84 F150 giving credit to the old saying Fixed Or Repaired Daily. But it won't be long until the whole bloody thing has been rebuilt with new parts! (Just in time for the first repairs to fail. )
[updated:LAST EDITED ON 05-Oct-02 AT 07:38 PM (EST)] Are you smelling/seeing fuel when it floods? Reason I ask is it sounds like a fuel pump problem to me. As if it reverse drains while sitting and then has problems getting enough fuel to get started and up to enough rpm that it can pump a decent amount of fuel. If the check valve/anti-drain back valve in the pump was shot, it could act like that.
Next time it acts like it's flooded, pull the air cleaner and look down the throttle bore while pumping the throttle. If you don't see a little fuel squirting out, try priming it with a shot of gas or a little carb cleaner.
The other thing you could do to check it is install a clear inline fuel filter. If it looks like it's pumping foam while idling your fuel pump is on it's last leg.

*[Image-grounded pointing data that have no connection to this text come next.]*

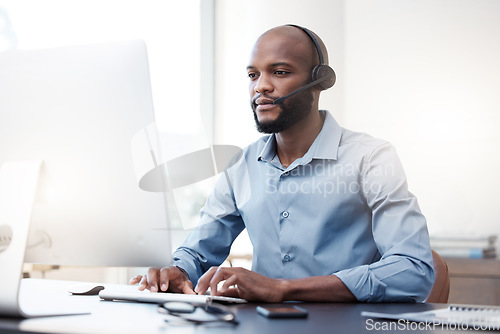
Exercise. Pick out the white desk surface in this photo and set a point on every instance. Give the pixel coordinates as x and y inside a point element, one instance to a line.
<point>125,317</point>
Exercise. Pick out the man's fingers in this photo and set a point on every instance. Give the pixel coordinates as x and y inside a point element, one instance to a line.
<point>228,283</point>
<point>135,280</point>
<point>143,283</point>
<point>152,279</point>
<point>164,279</point>
<point>187,288</point>
<point>204,281</point>
<point>220,275</point>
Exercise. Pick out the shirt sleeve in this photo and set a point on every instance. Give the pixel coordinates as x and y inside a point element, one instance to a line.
<point>405,270</point>
<point>209,243</point>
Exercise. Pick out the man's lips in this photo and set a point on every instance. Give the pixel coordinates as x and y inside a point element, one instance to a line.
<point>263,104</point>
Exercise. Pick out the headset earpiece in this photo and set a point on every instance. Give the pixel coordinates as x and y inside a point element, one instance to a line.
<point>326,72</point>
<point>322,70</point>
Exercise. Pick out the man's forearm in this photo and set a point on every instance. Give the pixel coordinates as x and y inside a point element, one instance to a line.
<point>317,289</point>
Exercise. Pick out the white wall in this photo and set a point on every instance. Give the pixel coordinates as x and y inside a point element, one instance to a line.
<point>426,76</point>
<point>423,74</point>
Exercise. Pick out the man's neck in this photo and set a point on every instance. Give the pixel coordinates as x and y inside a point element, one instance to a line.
<point>294,142</point>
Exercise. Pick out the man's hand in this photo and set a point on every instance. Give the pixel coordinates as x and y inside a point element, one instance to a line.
<point>164,279</point>
<point>241,283</point>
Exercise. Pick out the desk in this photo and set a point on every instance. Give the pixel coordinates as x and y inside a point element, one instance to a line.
<point>124,317</point>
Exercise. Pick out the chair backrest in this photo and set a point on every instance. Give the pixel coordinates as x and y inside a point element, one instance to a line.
<point>441,288</point>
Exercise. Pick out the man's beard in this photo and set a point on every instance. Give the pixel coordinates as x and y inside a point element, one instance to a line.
<point>293,110</point>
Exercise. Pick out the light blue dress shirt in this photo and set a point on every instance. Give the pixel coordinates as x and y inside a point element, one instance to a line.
<point>343,209</point>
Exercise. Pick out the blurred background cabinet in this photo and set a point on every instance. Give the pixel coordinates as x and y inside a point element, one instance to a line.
<point>474,281</point>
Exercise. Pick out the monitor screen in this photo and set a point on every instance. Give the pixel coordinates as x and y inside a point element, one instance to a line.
<point>84,111</point>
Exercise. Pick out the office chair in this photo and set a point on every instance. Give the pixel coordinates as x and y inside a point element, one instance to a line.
<point>441,288</point>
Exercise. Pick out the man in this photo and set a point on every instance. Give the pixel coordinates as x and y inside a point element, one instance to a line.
<point>327,209</point>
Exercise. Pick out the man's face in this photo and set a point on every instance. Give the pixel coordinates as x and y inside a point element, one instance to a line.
<point>279,65</point>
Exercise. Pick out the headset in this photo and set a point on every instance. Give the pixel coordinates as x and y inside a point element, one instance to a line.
<point>322,75</point>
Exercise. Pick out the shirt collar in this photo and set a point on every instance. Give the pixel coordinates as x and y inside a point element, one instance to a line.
<point>325,146</point>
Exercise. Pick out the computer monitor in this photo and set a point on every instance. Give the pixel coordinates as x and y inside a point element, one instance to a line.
<point>86,112</point>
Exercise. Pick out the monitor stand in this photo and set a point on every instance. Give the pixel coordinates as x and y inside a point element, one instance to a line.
<point>18,184</point>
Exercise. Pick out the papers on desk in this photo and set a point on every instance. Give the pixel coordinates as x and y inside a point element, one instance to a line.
<point>453,317</point>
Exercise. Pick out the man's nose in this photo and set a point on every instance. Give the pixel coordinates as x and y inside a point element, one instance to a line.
<point>263,84</point>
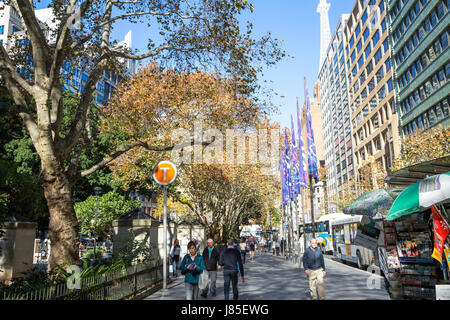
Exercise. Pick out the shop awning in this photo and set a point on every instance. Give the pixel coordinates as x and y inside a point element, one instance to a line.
<point>412,174</point>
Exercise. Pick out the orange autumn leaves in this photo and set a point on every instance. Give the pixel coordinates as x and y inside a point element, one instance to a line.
<point>154,102</point>
<point>423,146</point>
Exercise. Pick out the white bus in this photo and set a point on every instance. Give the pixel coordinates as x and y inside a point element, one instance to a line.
<point>355,240</point>
<point>323,231</point>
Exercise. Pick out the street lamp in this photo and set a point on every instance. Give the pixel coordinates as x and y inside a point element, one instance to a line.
<point>97,191</point>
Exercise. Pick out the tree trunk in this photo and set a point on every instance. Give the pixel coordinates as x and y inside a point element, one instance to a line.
<point>63,225</point>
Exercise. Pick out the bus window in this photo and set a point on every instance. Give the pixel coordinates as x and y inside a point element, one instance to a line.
<point>339,234</point>
<point>353,232</point>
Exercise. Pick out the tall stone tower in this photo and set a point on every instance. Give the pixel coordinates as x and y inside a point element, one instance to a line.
<point>325,32</point>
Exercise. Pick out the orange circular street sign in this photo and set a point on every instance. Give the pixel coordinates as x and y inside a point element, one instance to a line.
<point>165,173</point>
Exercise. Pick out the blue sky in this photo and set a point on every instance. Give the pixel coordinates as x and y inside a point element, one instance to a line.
<point>297,23</point>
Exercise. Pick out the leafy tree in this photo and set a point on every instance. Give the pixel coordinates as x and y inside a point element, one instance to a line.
<point>193,34</point>
<point>423,146</point>
<point>110,207</point>
<point>19,193</point>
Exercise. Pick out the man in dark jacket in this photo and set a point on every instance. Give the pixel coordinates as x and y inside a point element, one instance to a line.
<point>314,266</point>
<point>211,258</point>
<point>230,260</point>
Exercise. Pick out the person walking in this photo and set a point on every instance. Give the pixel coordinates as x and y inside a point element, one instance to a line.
<point>191,266</point>
<point>277,247</point>
<point>314,266</point>
<point>243,247</point>
<point>175,252</point>
<point>231,261</point>
<point>211,258</point>
<point>251,242</point>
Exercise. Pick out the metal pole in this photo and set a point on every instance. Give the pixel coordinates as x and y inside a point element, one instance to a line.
<point>95,232</point>
<point>312,205</point>
<point>165,240</point>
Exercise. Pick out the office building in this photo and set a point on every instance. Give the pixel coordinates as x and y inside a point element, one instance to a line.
<point>335,107</point>
<point>419,33</point>
<point>373,115</point>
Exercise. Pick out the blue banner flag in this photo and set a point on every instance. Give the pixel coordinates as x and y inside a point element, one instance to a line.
<point>312,157</point>
<point>284,194</point>
<point>295,163</point>
<point>301,153</point>
<point>287,166</point>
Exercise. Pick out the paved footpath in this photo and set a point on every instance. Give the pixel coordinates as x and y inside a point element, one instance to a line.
<point>273,278</point>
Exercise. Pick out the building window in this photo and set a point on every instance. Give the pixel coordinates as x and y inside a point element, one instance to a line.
<point>390,85</point>
<point>381,94</point>
<point>368,50</point>
<point>386,45</point>
<point>377,56</point>
<point>388,64</point>
<point>360,62</point>
<point>371,84</point>
<point>375,38</point>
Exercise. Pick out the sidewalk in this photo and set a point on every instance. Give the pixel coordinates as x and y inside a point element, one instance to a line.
<point>266,278</point>
<point>274,278</point>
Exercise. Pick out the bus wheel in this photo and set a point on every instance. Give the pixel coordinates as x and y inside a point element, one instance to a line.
<point>359,260</point>
<point>340,256</point>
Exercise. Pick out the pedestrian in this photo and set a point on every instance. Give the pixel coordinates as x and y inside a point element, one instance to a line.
<point>231,261</point>
<point>251,242</point>
<point>211,258</point>
<point>314,266</point>
<point>191,266</point>
<point>277,247</point>
<point>175,252</point>
<point>244,249</point>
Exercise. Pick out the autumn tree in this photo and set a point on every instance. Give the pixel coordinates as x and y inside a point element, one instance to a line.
<point>423,146</point>
<point>154,105</point>
<point>192,34</point>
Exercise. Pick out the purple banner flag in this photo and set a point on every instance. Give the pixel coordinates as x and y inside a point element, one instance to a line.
<point>287,166</point>
<point>312,157</point>
<point>301,154</point>
<point>284,193</point>
<point>295,163</point>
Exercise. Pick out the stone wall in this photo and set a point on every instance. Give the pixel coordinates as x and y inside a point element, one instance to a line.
<point>17,249</point>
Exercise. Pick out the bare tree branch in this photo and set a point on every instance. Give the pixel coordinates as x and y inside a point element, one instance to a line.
<point>6,63</point>
<point>41,58</point>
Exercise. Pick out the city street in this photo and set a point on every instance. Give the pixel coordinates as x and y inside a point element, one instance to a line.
<point>273,278</point>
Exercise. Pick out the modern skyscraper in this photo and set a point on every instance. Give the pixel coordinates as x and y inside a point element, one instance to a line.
<point>9,23</point>
<point>334,102</point>
<point>419,32</point>
<point>325,32</point>
<point>75,76</point>
<point>374,118</point>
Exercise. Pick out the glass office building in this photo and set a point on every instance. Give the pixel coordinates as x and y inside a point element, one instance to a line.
<point>336,123</point>
<point>374,118</point>
<point>419,33</point>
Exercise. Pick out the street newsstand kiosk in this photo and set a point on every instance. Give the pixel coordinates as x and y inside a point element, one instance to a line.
<point>412,273</point>
<point>408,264</point>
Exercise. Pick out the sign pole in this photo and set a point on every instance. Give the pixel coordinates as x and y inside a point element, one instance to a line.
<point>165,239</point>
<point>164,174</point>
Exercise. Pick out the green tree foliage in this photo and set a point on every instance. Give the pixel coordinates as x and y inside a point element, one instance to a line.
<point>110,207</point>
<point>20,194</point>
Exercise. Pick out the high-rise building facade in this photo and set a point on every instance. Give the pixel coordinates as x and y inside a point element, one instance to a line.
<point>9,23</point>
<point>335,106</point>
<point>373,115</point>
<point>419,33</point>
<point>75,76</point>
<point>316,121</point>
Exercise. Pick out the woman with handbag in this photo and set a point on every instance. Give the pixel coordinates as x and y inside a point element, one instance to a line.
<point>175,256</point>
<point>191,266</point>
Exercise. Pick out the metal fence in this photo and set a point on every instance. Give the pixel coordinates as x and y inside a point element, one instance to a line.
<point>117,285</point>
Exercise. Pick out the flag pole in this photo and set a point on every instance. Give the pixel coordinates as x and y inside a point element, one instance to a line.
<point>311,189</point>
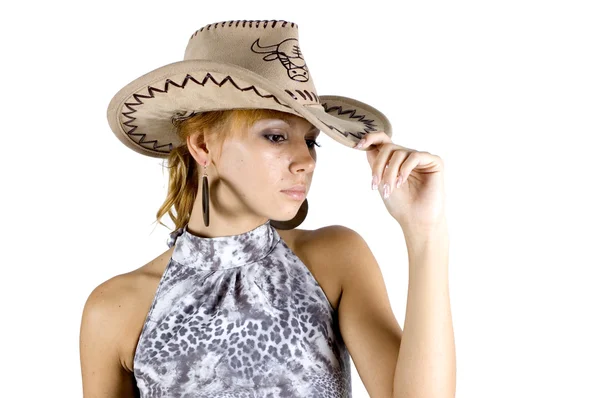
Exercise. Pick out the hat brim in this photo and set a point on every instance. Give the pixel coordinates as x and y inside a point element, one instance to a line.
<point>141,113</point>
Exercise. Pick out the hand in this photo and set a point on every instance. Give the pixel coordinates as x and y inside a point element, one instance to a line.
<point>419,201</point>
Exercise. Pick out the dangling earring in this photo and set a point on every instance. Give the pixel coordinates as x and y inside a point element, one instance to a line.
<point>205,196</point>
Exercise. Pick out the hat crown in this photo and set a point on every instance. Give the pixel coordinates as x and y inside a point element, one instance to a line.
<point>269,48</point>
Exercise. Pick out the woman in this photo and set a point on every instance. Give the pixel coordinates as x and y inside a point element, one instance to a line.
<point>243,303</point>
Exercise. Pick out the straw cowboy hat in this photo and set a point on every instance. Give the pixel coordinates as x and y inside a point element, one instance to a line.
<point>235,65</point>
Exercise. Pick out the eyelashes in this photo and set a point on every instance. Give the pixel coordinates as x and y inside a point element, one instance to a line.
<point>311,143</point>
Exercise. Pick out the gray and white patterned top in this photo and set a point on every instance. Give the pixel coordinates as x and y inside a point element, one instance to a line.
<point>240,316</point>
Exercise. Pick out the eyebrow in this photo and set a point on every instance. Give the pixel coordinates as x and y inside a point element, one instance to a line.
<point>311,129</point>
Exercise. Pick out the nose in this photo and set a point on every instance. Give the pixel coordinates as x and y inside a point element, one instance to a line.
<point>301,158</point>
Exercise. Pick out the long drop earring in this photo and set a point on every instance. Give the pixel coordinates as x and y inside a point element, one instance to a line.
<point>205,196</point>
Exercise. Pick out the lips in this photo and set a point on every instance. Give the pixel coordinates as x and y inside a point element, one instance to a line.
<point>296,188</point>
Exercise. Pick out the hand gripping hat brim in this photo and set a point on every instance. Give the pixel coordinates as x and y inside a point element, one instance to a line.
<point>234,65</point>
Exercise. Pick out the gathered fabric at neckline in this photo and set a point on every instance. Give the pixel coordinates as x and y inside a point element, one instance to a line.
<point>222,252</point>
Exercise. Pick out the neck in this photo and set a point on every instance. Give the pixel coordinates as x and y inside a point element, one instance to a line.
<point>221,223</point>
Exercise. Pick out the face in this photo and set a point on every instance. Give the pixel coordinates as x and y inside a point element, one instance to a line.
<point>277,154</point>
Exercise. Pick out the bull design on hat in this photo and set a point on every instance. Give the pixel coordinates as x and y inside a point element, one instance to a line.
<point>289,54</point>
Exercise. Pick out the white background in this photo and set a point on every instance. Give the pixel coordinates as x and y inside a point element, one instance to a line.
<point>506,92</point>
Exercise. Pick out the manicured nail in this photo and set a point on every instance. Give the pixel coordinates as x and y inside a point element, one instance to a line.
<point>399,181</point>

Just an idea, hope it helps.
P.S. IF you had a float pin hole it would flood all the time. So badly it probably wouldn't even run.
if the float had a hole in it, the float will be always suck at the bottom. it sounds like either a fuel pump like previosly posted or maybe you need to think aobout rebuilding the carb.
The fuel pump is only a few months old. I put the new carb on and she runs like a top again. Whatever the problem with that carb was, it's out of my hands now.
New carb ... $145. Installation ... half an hour in the driveway. Knowing the truck will start in the morning ... priceless.
Chris Pollard
Dryden, ON
Don't mind me, I'm crazy.
I had a car like this a long time ago. It turned out to be the needle seats on the carb (the thing the float operates whent it goes up and down). They are synthetic and when they get old and worn, they stick closed after they sit together for a long time.